Wednesday, September 21, 2011

CAMBODIA URGED TO HALT BOEUNG KAK LAKE FORCED EVICTIONS IN PHNOM PENH



Eight homes and businesses were demolished without warning last week
Eight homes and businesses were demolished without warning last week
© Nora Lindstrom

Thousands of families have lived under threat of forced eviction since 2007
Thousands of families have lived under threat of forced eviction since 2007
© Nora Lindstrom
19 September 2011
The Cambodian authorities must stop a series of heavy-handed forced evictions in Phnom Penh which have seen thousands of families lose their homes, Amnesty International said today.

About a further 90 families living around Boeung Kak Lake in the centre of the capital are at imminent risk of forced eviction as development company Shukaku Inc clears the land for construction.

Eight homes and businesses were demolished without warning in village 22 on Friday by two excavators accompanied by around 100 armed riot police and security guards.

One Boeung Kak Lake resident and activist, Suong Sophorn was beaten unconscious by police with batons and a brick after he called for other residents to join hands to stop the destruction of more houses.
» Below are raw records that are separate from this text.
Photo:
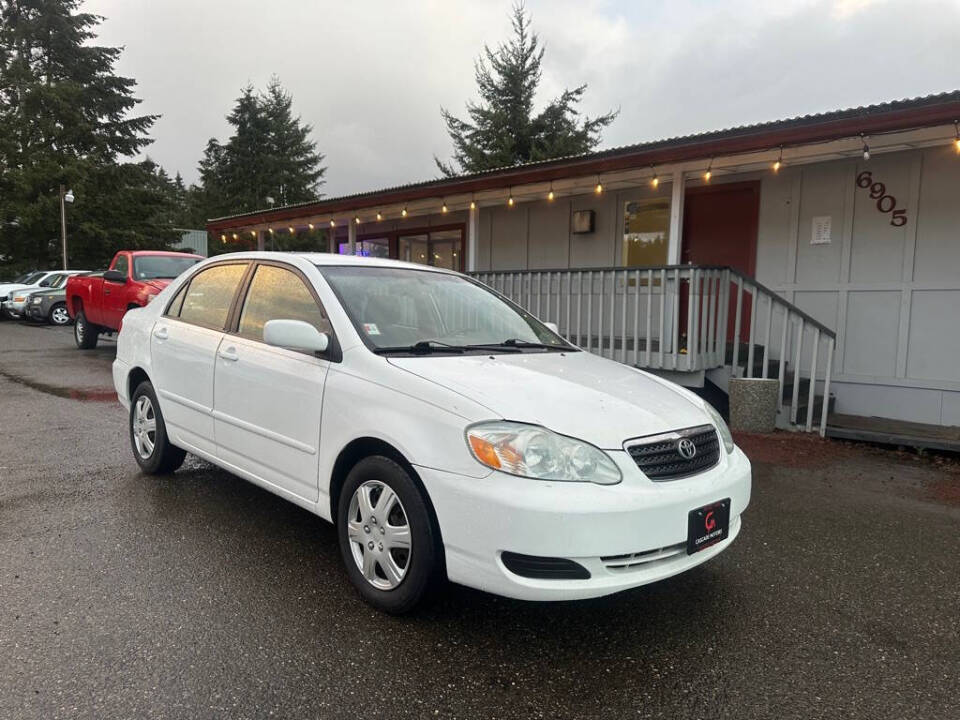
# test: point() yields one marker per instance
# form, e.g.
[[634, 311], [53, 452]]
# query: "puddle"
[[91, 395]]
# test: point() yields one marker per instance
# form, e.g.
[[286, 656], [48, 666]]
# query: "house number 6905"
[[885, 203]]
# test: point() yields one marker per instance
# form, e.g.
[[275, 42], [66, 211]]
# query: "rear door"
[[267, 400], [183, 349]]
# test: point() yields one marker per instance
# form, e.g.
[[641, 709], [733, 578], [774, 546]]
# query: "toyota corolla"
[[445, 431]]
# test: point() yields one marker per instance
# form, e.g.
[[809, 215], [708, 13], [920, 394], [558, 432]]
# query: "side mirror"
[[295, 335]]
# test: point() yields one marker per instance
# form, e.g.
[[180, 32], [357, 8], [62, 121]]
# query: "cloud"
[[371, 76]]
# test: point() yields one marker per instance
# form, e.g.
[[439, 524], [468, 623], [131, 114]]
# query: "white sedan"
[[445, 431]]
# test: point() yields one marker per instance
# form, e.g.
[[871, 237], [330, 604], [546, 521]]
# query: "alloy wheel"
[[379, 534], [144, 427]]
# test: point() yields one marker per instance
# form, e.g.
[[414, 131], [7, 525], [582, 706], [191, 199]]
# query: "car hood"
[[576, 394]]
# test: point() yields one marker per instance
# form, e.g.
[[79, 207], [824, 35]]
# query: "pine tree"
[[269, 155], [65, 118], [502, 129]]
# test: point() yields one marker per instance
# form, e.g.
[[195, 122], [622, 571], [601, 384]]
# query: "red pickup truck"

"The authorities must act to ensure that no further forced evictions are carried out in the Boeung Kak Lake area and that all the remaining families are treated fairly and equally" said Donna Guest, Amnesty International’s Asia-Pacific Deputy Director.

"They must also launch an investigation into the beating of Suong Sophorn and bring those police officers responsible to justice."

Only 779 out of some 4,000 families are still living in the Boeung Kak Lake area. The others were subjected to a campaign of threats and intimidation to accept inadequate compensation or resettlement to a site 20km away from their work and livelihoods.

On 11 August, the prime minister authorized 12.44 hectares of land within the Boeung Kak Lake development area to be handed over to the remaining 779 families for onsite housing in plots with legal ownership.

However, the Municipality of Phnom Penh (MPP) has excluded 96 families in villages which it claims do not live within the 12.44 hectares.

The families whose homes and businesses were destroyed on 16 September are among these 96 excluded households.

Families have lived under threat of forced eviction since February 2007 when the MPP granted a 99-year lease for the land to Shukaku Inc.